- “¡Rápido que se va el pájaro!”
- “¿Y
qué?, Que se marche, ya no lo quiero, está duro.”
- “¡Vamos, vamos, dispara pronto que lo
pierdes!”
Las
alas del pájaro frotan la arena secamente y asciende. Pero ya salta, ballesta
arriba, la flecha que lo traspasa y ancla al suelo.
El
grito que se escucha es así de terrible,
tal y como te lo has imaginado. Exactamente igual que si esa flecha se
hubiera hundido en el centro de tu corazón.
Sí lector, de tu corazón, del
tuyo.
Ahora
mira hacia atrás. Imagínate como sale la flecha de esa ballesta y viene derecha
hacia donde tú estás. Se acerca, ves su punta avanzar decididamente y no sientes
que esta historia vaya contigo.
Con
toda velocidad, la flecha no cesa de
acercarse y todo se hace más y más real.
Parece
que eligió tu camino. Estás en el centro de mira. Es a ti a quien se aproxima
inexorablemente.
La
punta, por efecto de la velocidad, semeja una bola roma y metálica, sin
violencia. Pero sólo es efecto óptico.
Finalmente
comprendes que viene a por ti. Te inunda el terror, quieres huir y sabes que ya
no hay tiempo. Te va a atrapar. No
puedes retirarte, ya está aquí. Aguantas la respiración y esperas. El tiempo es corto y largo a la vez, se estira y encoge con el movimiento de la
ola de angustia que se agolpa en tu interior.
Por
fin la flecha llega, toca la piel, la rasga y penetra con un crujido en la carne,
roza el corazón y un estremecimiento se apodera de todo tu ser que aun
no siente el dolor, y se extraña por
ello.
Un
segundo más tarde el sufrimiento ha comenzado.
La sangre mancha tu piel y trae con ella, de nuevo, la angustia y el
miedo. Miedo a morir, a ser tocado en tu integridad.
La
mano sube sola hasta la flecha, nadie le dio la orden. Aferra la vara que se hinca en medio del pecho y, con
todas tus fuerzas, tiras hacia afuera de ella. El dolor es liberador, la flecha, chorreando
sangre, es pavorosamente tuya en tu
mano. La sangre brota libre como un manantial
en tu pecho
y comprendes que con ella se te va la vida.
De
pronto, todo es fácil de entender. La mente se nubla en un fundido rojo que
poco a poco se aclara hasta la oscuridad total del blanco lechoso. Los ojos
vueltos hacia dentro perciben ahora tu interior.
Tristeza
infinita que no pidió esto al amor y lo encontró sin saber que lo buscaba.
¡Antes
de amar sabías que la ballesta existía, pero como pensar que te desearía tanto!

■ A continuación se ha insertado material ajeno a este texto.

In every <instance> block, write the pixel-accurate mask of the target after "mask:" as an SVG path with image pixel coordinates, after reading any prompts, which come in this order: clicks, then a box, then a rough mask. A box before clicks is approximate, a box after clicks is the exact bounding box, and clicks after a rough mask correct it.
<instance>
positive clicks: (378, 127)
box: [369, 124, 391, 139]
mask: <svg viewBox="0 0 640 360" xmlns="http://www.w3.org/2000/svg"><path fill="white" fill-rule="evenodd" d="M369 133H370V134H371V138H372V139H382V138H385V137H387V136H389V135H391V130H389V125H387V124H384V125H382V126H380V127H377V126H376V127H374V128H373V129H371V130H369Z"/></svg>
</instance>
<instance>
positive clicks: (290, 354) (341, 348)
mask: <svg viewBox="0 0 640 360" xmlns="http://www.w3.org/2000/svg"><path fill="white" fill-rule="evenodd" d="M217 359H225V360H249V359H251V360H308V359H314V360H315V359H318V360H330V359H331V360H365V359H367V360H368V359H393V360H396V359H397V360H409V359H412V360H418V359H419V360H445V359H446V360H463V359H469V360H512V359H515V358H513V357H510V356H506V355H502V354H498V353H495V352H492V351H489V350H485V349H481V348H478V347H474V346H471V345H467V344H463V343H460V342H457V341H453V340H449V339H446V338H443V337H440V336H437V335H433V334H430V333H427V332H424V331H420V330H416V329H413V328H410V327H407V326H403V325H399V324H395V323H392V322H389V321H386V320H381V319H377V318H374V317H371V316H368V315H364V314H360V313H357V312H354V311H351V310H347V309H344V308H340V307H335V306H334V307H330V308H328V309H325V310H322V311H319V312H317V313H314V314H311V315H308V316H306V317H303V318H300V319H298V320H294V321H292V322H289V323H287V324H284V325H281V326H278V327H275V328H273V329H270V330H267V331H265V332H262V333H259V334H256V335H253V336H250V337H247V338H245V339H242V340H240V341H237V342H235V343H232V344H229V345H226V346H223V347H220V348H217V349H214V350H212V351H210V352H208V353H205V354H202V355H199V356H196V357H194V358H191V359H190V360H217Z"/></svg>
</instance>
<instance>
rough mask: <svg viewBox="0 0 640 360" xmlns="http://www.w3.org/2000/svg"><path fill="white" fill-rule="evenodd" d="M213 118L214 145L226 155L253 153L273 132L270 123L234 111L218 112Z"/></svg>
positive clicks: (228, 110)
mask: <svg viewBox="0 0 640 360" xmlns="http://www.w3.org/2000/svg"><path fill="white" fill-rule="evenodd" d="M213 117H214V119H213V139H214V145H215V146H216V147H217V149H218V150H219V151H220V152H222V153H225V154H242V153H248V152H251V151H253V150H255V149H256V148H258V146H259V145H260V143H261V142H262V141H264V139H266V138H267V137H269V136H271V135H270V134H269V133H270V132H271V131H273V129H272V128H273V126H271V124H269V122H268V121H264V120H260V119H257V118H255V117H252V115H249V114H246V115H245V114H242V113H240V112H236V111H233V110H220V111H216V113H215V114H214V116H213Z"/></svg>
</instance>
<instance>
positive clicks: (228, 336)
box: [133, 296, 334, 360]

¡Cómo creer que buscaría tu centro con tanta ansia!
¡Ay!
¡Quién pudiera detener la flecha en la ballesta antes de todo!
¡Quién
pudiera ocultarse tras los árboles!
¡Cómo
ser indiferente a su curiosidad malsana por tus entrañas! ¡Invisible a su seducción!
¡Quién
pudiera quitarse del camino recto que
emprendió ese rayo mortal, o al menos, desviar su curso!
¡Quién
pudiera encontrar el remedio a tiempo y taponar el agujero inmundo que hizo en
tu pecho! ¡Dónde estará la mano que sostenga tu cabeza cuando todo tu cuerpo
caiga al suelo derrumbado! ¡Quién te cerrara los ojos y llorara en silencio al
verte expectante...!
¡Quién
pudiera dejar de amar para no morir!